"The country’s banana industry is heavily reliant on chemical pesticides that threaten the environment and public health".
"The drive down Costa Rica’s Highway 36, which traces the Caribbean coast toward the Panama border town of Sixaloa, is lined with seemingly endless banana plantations. From the air, the farms stretch on for miles—a sea of manicured green, the trees tidy and lined in rows. From the road, the lush green fronds hang over one another and onto the worn two-lane highway, forming an impregnable wall of thick vegetation.
The bananas themselves, however, are often hard to see. They are covered in blue plastic bags. This helps protect the precious fruit, and also keeps them constantly fumigated to destroy pests.
The blue bags are the most visible sign of the intense industrialization of banana production on Costa Rica’s farms. Costa Rica is the world’s third-largest exporter of bananas. In 2021, banana exports reached $1.23 billion, and some 28,000 people work on banana farms across the country today.
But banana plants are susceptible to a host of illnesses and blights.
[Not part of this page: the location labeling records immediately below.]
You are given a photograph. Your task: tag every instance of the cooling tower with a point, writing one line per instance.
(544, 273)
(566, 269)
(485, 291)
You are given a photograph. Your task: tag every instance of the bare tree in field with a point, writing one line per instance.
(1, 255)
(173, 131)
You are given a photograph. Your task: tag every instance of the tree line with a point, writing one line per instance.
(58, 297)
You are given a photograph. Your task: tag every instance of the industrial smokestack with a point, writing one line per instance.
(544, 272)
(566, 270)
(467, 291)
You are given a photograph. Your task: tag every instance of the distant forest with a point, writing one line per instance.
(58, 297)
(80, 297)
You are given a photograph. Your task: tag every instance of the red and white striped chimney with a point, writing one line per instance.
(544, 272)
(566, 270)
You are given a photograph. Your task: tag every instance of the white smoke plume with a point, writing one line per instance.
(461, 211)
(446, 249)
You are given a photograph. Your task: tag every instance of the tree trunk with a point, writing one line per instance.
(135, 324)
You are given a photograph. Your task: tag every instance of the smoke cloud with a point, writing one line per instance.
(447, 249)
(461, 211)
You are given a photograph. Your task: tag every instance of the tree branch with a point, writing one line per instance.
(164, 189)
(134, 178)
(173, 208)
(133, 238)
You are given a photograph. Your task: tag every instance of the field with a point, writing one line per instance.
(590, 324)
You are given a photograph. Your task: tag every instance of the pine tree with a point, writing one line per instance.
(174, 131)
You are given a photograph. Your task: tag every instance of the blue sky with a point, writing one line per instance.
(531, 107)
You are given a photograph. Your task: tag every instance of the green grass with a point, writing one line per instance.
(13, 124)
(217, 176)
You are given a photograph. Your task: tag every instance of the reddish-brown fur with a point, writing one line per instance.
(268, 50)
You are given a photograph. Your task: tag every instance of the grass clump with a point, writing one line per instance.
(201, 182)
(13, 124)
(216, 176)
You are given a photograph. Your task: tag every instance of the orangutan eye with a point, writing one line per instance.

That’s because banana plants don’t reproduce by seed. They produce via rhizomes, which have several buds. In other words, banana trees are essentially clones, lacking genetic diversity, which makes them especially susceptible to pests and diseases. The most common variety is the Cavendish banana. This is the banana plant that stretches for miles across Costa Rica’s Caribbean lowlands and the fruit that most often you find in your supermarket aisles.
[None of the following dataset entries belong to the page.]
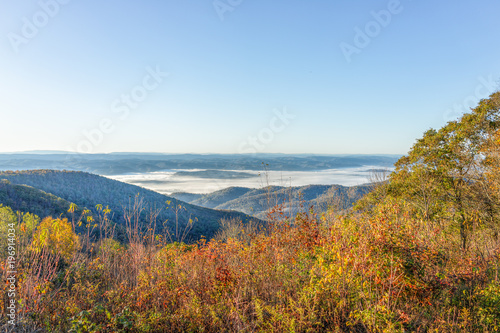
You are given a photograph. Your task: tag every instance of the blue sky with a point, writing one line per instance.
(325, 77)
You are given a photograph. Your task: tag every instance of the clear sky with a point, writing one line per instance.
(232, 76)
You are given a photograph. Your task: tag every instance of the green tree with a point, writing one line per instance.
(445, 174)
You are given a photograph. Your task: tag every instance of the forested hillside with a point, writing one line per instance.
(26, 199)
(88, 190)
(420, 253)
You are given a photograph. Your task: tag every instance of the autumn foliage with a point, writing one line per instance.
(397, 264)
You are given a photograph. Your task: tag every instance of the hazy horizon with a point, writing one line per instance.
(360, 77)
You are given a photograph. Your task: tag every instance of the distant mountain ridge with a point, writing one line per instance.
(257, 202)
(123, 163)
(88, 190)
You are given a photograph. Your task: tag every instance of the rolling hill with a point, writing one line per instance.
(257, 202)
(88, 190)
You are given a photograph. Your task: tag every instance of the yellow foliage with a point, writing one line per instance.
(57, 236)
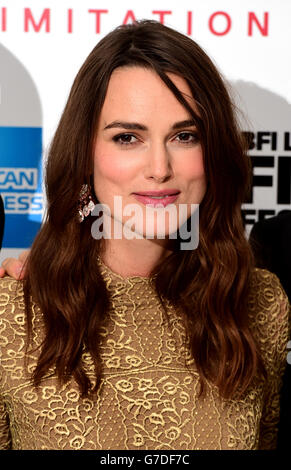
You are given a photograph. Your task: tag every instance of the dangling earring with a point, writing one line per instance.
(85, 203)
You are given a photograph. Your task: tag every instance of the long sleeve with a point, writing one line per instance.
(5, 437)
(272, 328)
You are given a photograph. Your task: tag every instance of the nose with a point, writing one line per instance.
(158, 163)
The intensive use of pesticides on Costa Rican banana farms here is staggering. Toxic chemicals—including many pesticides banned elsewhere in the world—have poisoned people and ecosystems. They’ve caused birth defects, killed fish and wildlife, and they continue to be sprayed at massive levels, even if they are largely unnoticed by the 2.3 million foreign tourists that visit the country in 2022."